Basic earnings per common share are computed by dividing net (loss) income by the weighted average number of common shares outstanding during the period. Diluted earnings per share is calculated by dividing income available to common stockholders by the weighted average number of common shares outstanding during the period adjusted to reflect potentially dilutive securities. Antidilutive shares are excluded from the calculation of earnings per share.
The following is a reconciliation of the number of shares used in the calculation of basic and diluted earnings per share for the respective periods (in thousands):
 Thirteen Weeks EndedTwenty-six Weeks Ended
 June 30,
2024
July 2,
2023
June 30,
2024
July 2,
2023
Weighted-average number of common shares outstanding:10,880 10,759 10,858 10,731 
Effect of dilutive securities: 
Stock options and restricted stock— 11 — — 
Weighted-average number of diluted common shares outstanding10,880 10,770 10,858 10,731 
Stock options and restricted stock884 793 884 543 
Convertible note255 255 255 255 
Antidilutive shares1,139 1,048 1,139 798 

Income Taxes

The consolidated effective tax rate was 22.3% and 26.6% for the thirteen week periods ended June 30, 2024 and July 2, 2023, respectively. The consolidated effective tax rate was 13.7% and 24.6% for the twenty-six week periods ended June 30, 2024 and July 2, 2023, respectively. Although both fiscal periods consisted of a federal benefit at statutory rates, Fiscal 2024 had a lower state expense and a temporary book to tax difference for equity related items.

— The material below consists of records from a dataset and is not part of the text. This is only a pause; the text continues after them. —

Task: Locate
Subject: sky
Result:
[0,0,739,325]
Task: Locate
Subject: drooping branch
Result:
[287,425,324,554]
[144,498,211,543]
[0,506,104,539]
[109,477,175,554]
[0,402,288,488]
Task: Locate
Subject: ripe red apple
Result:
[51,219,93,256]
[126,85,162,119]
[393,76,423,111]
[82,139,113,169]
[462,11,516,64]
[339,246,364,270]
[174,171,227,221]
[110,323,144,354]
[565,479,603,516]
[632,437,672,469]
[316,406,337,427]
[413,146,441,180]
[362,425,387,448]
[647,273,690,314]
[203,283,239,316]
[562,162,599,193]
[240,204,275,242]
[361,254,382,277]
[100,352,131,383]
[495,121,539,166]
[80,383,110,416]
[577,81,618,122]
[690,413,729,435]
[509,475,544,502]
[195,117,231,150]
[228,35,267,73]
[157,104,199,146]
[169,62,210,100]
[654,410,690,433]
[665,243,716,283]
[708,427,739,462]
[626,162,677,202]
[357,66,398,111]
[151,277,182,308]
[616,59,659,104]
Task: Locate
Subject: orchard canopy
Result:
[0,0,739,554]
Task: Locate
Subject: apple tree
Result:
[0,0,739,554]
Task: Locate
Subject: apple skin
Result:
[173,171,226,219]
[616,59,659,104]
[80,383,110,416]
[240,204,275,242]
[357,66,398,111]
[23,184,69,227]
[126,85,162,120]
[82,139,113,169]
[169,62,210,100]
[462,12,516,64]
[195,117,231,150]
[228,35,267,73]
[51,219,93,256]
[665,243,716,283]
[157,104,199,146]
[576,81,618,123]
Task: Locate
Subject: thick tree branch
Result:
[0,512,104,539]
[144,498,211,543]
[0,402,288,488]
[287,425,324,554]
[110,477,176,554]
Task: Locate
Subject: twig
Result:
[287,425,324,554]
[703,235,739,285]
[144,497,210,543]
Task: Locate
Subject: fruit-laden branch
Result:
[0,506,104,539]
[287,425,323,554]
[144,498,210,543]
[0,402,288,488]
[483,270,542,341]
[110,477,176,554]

Deferred tax assets and liabilities are recorded for the estimated future tax effects of temporary differences between the tax basis of assets and liabilities and amounts are classified as noncurrent in the consolidated balance sheets. Deferred tax assets are also recognized for net operating loss and tax credit carryovers. The overall change in deferred tax assets and liabilities for the period measures the deferred tax expense or benefit for the period. Effects of changes in enacted tax laws on deferred tax assets and liabilities are reflected as adjustments to tax expense in the period of enactment. As of June 30, 2024, the Company has a $2.6 million net operating loss carry forward from the 2020 EdgeRock acquisition with no expiration date. These net operating losses are subject to an annual Internal Revenue Code Section 382 limitation of $1.3 million.

When appropriate, the Company will record a valuation allowance against net deferred tax assets to offset future tax benefits that may not be realized. In determining whether a valuation allowance is appropriate, the Company considers whether it is more likely than not that all or some portion of our deferred tax assets will not be realized, based in part upon management’s judgments regarding future events and past operating results.

The Company follows the guidance Accounting Standards Codification (“ASC”) Topic 740, Accounting for Uncertainty in Income Taxes. ASC Topic 740 prescribes a more-likely-than-not measurement methodology to reflect the financial statement impact of uncertain tax positions taken or expected to be taken in a tax return. The Company recognizes any penalties and interest when necessary as part of selling, general and administrative expenses.

Recent Accounting Pronouncements

In November 2023, the Financial Accounting Standards Board (“FASB”) issued ASU 2023-07, Segment Reporting: Improvements to Reportable Segment Disclosures. The new standard provides guidance to improve reportable segment disclosure with enhanced reporting of significant segment expenses. The new guidance is effective after December 15, 2023, and interim periods beginning after December 15, 2024, and early adoption is permitted. The Company is evaluating the impact of the new guidance on its consolidated financial statements and related disclosures.

In December 2023, FASB issued ASU 2023-09, Income Taxes: Improvements to Income Tax Disclosures. The new standard requires annual disclosure of the specific categories in the rate reconciliation, and additional information for reconciling items that meet a quantitative threshold. Additional information may be required on reconciling items. The new guidance is effective after December 15, 2024, and early adoption is permitted. The Company is evaluating the impact of the new guidance on its consolidated financial statements and related disclosures.